Aujourd’hui, il y propose environ cent cinquante références, des vins provenant de toutes les régions de France, des spiritueux, mais aussi des fromages et des saucissons. Chaque année, il parcourt le pays à la recherche de bons produits. Il goûte et sélectionne avec soin tous les vins qu’il vend dans sa boutique. Même les fromages sont dégustés avant d’être proposés aux clients.

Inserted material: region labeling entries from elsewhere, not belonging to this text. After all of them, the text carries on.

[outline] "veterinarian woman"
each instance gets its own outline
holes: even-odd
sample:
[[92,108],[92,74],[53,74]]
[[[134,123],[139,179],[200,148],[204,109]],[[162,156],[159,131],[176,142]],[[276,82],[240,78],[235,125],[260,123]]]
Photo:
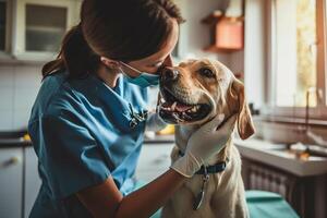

L’Alsacien a brillé en demi-finale

Ce concours de meilleur caviste de France, qui a lieu tous les deux ans, Philippe Bal veut le remporter. Après une première tentative en 2018 où il s’est arrêté aux présélections, le jeune trentenaire de Forsfeld s’est réinscrit. Cette fois-ci, il a franchi toutes les étapes avec succès : « C’est incroyable! Le niveau était très élevé, mais j’ai décroché ma place en finale, et c’est déjà une victoire », s’enthousiasme le caviste. Le 19 octobre, à la Cité du vin à Bordeaux, les huit finalistes seront départagés après cinq
étapes : le rapport d’un client mystère, un nouveau questionnaire, une dégustation à l’aveugle de cinq liquides, en direct devant le jury, la description détaillée d’une bouteille et une mise en situation. Le dernier Alsacien en lice sent la pression monter, mais il est prêt à relever le défi : « Toute l’année, nous dégustons, je recherche des accords mets/vins, je décris des bouteilles, c’est comme une préparation aux épreuves. Ce concours est un challenge personnel, je veux voir où je me situe par rapport à mes connaissances », conclut Philippe Ball.